Muffled sobs from parents of the leaving boys accompanies the singing. It’s too much. This ending for the parents. But this is just the beginning of the end. There’s a graduation Mass followed by the individual wishes for the future of each boy being released up into the sky in a white balloon. The basket case mothers take shots of their son’s wishes flying high and the dads clap and cheer. But it is still not over. There’s a show to entertain the parents and relatives. A band and tricks and skits and laughter. Then marque 2 takes the microphone to sing solo. I had tried to deter him, like any good mother would. What if it all goes horribly wrong? What if the notes go or the words go? What if…? Can you not get a few pals to join in? ‘I’m going to do it Mum’ he had told me ‘because if I don’t I might regret it’. Simple as.

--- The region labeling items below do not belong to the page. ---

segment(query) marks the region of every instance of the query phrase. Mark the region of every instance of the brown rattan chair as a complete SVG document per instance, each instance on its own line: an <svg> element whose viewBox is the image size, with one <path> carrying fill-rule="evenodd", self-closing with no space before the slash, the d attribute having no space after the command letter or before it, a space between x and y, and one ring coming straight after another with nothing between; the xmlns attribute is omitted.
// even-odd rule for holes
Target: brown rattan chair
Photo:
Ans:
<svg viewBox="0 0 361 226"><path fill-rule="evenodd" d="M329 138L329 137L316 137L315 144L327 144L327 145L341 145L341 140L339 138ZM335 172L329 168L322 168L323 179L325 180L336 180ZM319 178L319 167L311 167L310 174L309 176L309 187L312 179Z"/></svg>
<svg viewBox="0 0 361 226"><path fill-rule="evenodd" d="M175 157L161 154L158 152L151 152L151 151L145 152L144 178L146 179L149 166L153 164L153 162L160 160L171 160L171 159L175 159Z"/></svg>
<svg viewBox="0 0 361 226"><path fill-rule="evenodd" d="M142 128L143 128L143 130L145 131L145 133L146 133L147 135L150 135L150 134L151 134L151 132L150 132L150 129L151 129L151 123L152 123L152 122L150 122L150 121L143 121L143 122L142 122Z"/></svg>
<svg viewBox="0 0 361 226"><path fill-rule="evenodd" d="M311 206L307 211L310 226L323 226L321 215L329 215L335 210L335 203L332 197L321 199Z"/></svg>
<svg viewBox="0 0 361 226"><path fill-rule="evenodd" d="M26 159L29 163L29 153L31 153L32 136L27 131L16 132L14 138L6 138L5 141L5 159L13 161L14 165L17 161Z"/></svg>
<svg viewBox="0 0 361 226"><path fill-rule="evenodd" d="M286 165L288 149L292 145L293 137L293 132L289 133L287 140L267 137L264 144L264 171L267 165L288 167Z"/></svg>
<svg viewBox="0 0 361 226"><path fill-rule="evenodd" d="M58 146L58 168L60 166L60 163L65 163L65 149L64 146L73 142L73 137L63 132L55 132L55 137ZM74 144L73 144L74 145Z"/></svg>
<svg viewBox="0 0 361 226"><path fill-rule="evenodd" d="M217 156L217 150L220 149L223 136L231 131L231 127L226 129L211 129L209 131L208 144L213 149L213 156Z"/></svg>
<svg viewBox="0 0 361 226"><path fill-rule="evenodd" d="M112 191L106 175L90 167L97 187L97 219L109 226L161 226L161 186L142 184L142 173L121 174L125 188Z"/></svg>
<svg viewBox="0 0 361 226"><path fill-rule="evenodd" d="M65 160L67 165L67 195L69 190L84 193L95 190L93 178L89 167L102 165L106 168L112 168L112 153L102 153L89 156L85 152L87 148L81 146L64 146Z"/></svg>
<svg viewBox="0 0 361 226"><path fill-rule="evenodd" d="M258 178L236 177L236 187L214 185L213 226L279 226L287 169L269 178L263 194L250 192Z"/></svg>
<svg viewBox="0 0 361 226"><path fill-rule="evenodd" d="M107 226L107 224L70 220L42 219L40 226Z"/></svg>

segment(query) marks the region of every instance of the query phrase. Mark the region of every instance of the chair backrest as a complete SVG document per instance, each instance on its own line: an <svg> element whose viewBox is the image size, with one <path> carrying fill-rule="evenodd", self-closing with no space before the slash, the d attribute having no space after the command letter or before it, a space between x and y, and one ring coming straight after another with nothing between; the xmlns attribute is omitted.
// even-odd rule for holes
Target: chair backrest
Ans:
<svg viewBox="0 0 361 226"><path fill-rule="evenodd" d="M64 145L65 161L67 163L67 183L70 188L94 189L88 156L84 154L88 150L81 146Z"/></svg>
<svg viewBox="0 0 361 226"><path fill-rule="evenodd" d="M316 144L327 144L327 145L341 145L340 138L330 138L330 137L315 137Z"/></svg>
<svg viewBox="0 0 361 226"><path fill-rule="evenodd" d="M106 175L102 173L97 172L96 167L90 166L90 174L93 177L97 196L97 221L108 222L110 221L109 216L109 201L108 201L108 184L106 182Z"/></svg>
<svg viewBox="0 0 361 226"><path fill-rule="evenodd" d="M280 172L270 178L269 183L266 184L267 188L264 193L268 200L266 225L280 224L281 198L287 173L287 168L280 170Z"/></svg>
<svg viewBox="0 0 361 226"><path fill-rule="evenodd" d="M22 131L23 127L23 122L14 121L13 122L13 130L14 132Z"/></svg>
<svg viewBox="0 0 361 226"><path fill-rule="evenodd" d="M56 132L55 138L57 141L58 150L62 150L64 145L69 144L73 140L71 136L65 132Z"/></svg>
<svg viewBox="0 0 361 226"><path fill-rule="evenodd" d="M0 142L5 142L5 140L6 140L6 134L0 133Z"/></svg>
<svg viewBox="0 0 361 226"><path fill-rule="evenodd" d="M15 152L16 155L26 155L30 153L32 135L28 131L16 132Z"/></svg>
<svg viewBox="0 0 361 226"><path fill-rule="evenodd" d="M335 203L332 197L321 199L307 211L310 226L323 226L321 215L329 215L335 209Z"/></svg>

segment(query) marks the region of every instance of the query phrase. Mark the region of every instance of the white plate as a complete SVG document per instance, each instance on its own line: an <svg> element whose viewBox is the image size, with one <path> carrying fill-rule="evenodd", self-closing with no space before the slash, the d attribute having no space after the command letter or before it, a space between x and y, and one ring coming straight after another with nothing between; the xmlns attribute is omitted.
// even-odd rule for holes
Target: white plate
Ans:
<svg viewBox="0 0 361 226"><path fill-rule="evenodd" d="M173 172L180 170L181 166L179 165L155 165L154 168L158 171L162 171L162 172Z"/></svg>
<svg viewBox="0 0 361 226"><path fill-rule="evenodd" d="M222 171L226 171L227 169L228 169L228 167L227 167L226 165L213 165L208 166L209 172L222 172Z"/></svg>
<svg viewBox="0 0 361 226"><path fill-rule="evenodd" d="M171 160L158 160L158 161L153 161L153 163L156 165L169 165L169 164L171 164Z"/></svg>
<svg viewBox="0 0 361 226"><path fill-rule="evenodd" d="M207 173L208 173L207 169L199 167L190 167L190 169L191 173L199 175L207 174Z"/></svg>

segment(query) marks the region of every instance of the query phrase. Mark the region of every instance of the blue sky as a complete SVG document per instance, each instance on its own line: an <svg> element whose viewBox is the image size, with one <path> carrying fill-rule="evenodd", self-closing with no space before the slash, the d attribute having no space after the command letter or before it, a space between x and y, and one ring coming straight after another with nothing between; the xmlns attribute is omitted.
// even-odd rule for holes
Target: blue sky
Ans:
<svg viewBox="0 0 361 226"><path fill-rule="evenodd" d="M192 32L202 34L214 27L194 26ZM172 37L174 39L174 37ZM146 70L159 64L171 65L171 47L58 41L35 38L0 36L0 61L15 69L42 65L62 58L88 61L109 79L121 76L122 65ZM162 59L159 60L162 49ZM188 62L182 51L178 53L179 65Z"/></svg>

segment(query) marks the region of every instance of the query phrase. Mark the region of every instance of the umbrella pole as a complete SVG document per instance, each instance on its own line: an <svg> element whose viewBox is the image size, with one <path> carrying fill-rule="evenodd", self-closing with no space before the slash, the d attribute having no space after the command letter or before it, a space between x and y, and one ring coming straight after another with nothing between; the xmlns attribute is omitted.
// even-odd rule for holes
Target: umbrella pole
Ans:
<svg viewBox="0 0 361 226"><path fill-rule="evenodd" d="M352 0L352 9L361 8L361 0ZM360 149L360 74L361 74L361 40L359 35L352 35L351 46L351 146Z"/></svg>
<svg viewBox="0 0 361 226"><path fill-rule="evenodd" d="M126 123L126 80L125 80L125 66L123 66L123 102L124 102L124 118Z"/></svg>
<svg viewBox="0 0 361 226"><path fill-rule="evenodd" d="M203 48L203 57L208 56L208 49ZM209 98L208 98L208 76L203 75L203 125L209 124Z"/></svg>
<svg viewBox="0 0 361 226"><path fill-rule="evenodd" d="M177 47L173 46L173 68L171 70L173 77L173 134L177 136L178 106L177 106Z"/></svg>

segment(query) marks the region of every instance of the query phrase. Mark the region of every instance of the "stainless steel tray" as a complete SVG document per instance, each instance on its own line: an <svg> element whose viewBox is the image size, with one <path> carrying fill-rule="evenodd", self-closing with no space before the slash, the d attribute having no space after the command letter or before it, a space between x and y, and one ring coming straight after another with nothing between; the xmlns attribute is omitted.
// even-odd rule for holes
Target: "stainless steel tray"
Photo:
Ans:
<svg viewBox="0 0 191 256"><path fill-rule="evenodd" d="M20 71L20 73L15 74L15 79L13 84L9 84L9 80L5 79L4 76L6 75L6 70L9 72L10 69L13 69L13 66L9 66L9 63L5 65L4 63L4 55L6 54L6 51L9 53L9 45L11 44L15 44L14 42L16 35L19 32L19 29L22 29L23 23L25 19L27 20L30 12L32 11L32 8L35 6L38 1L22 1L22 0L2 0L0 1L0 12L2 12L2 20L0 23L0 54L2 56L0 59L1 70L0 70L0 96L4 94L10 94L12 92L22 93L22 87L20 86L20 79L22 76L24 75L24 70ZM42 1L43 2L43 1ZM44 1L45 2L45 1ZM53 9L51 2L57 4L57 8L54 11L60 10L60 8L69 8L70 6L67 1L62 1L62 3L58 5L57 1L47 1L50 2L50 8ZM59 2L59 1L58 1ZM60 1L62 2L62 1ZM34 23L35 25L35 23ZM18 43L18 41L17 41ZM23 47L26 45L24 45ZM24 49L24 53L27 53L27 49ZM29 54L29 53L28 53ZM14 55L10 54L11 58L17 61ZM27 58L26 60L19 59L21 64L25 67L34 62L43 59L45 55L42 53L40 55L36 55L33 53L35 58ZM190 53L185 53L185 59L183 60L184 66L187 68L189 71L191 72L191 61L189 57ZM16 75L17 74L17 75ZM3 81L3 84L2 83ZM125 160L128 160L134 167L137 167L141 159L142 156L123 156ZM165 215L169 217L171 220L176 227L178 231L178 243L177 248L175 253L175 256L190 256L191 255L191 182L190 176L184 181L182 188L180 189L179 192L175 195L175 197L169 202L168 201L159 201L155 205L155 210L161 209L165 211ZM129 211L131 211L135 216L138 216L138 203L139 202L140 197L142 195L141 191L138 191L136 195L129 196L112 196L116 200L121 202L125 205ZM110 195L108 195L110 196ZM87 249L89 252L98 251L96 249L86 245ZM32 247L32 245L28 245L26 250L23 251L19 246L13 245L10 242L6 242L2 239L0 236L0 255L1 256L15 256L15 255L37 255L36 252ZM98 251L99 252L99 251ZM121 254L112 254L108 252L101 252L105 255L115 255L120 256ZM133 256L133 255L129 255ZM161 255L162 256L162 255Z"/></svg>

He stands up to the packed hall and releases his voice into the silence. Kodaline’s High Hopes interpreted and sung by a 12 year old, a hymn to the future for these dispersing boys. It’s one of the bravest things I’ve ever seen. I know a couple of words in that my heart is safe from an impending attack. It is a beautiful moment. Tissues are wrenched from sleeves and pockets to dab at stinging eyes. Something shifts in me too. If he can do that, he can do anything, and so can we all. So stop sweating the small stuff. Laugh about all the mini-annoyances, the paint on the shoes. That’s how it makes you feel. That the future is bright and safe in the hands of these brave young adventurous funny people. Come and join them.